The breakup of the EU is progressing rapidly even before the European elections and the official withdrawal of Britain from the EU in the coming year. “The division between East and West, between South and North is already clearly visible,” the political analyst Radu G. Magdin in Bucharest told the Handelsblatt.

The deep conflicts in the EU take place against the background of ever more open geopolitical tensions. While there have been widespread fears in the EU that Orbán might have enjoyed too close ties with Russia, this is now increasingly true in relation to the US.

Under the Obama administration, the relationship between Hungary and the United States had always been tense. However, Trump recently signalled greater commitment and closer ties with Hungary, similar to the case with Poland.

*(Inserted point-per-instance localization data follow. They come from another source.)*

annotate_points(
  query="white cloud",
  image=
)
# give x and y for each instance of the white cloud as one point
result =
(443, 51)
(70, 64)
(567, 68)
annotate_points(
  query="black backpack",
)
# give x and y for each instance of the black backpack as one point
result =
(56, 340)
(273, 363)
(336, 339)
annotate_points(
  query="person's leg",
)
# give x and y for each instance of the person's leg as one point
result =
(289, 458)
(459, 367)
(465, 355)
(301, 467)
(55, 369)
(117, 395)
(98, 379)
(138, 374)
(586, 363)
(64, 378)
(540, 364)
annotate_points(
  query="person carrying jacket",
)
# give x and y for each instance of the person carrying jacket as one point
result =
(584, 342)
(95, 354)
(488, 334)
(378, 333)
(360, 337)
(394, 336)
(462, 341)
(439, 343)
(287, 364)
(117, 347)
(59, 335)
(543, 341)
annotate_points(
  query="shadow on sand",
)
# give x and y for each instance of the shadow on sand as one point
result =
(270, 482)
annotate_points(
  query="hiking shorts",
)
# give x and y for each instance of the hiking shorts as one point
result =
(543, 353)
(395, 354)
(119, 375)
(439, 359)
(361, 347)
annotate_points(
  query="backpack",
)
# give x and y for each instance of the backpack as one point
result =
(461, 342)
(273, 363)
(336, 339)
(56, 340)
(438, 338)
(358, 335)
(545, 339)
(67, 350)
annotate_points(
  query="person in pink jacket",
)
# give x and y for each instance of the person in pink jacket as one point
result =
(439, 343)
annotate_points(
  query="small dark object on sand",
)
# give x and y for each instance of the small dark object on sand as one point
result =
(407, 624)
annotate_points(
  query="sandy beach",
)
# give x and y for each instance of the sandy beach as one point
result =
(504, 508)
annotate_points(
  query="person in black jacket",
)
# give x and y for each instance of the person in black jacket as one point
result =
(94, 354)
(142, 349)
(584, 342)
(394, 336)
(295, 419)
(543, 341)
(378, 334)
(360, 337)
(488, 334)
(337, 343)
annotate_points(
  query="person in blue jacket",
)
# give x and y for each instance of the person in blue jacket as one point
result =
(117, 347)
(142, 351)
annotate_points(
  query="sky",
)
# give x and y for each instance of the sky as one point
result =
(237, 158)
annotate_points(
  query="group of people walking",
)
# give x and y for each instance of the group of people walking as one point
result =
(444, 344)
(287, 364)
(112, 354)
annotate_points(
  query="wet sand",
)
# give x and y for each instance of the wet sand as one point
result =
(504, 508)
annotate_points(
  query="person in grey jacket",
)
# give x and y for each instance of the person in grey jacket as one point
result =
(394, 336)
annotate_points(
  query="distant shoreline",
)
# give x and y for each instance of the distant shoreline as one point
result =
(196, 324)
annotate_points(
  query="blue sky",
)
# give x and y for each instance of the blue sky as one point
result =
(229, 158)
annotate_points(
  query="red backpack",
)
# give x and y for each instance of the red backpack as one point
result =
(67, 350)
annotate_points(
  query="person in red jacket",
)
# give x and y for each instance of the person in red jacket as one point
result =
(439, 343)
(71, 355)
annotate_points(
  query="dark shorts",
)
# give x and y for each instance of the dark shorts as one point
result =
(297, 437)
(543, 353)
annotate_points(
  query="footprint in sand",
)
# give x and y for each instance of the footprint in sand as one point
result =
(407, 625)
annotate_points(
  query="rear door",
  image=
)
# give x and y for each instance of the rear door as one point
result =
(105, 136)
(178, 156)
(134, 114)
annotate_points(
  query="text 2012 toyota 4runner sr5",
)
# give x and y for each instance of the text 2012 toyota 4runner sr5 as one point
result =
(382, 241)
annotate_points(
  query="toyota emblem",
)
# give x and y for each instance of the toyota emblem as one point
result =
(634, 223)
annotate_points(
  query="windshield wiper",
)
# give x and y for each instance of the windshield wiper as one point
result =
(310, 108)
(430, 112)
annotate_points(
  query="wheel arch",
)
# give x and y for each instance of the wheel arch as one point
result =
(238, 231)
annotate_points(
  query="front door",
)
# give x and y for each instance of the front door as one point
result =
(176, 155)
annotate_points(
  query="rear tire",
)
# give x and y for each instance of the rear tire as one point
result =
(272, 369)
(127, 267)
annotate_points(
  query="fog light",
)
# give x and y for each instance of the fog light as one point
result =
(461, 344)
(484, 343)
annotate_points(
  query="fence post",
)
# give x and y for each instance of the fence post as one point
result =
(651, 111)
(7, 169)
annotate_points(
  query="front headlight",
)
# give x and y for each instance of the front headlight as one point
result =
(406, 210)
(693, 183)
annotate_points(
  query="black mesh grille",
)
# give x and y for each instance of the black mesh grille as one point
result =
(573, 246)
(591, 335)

For example, the US announced in July that it would cancel a $700,000 grant from the State Department to independent media outlets in Hungary. The State Department wants to use the money instead in other parts of Europe, it said. The message arrived. “A huge victory,” the New York Times quoted Andras Simonyi, Orbán’s former ambassador to NATO and later Hungarian ambassador to Washington. “This sends a message that Hungary is OK, that Hungary is a democracy.”

With Washington increasingly seeing the EU as an opponent and less as a partner, and German Foreign Minister Heiko Maas recently saying he wanted to “recalibrate” the transatlantic alliance and build up the EU as a “counterweight” to the United States, the US is seeking to take greater advantage of conflicts within the EU.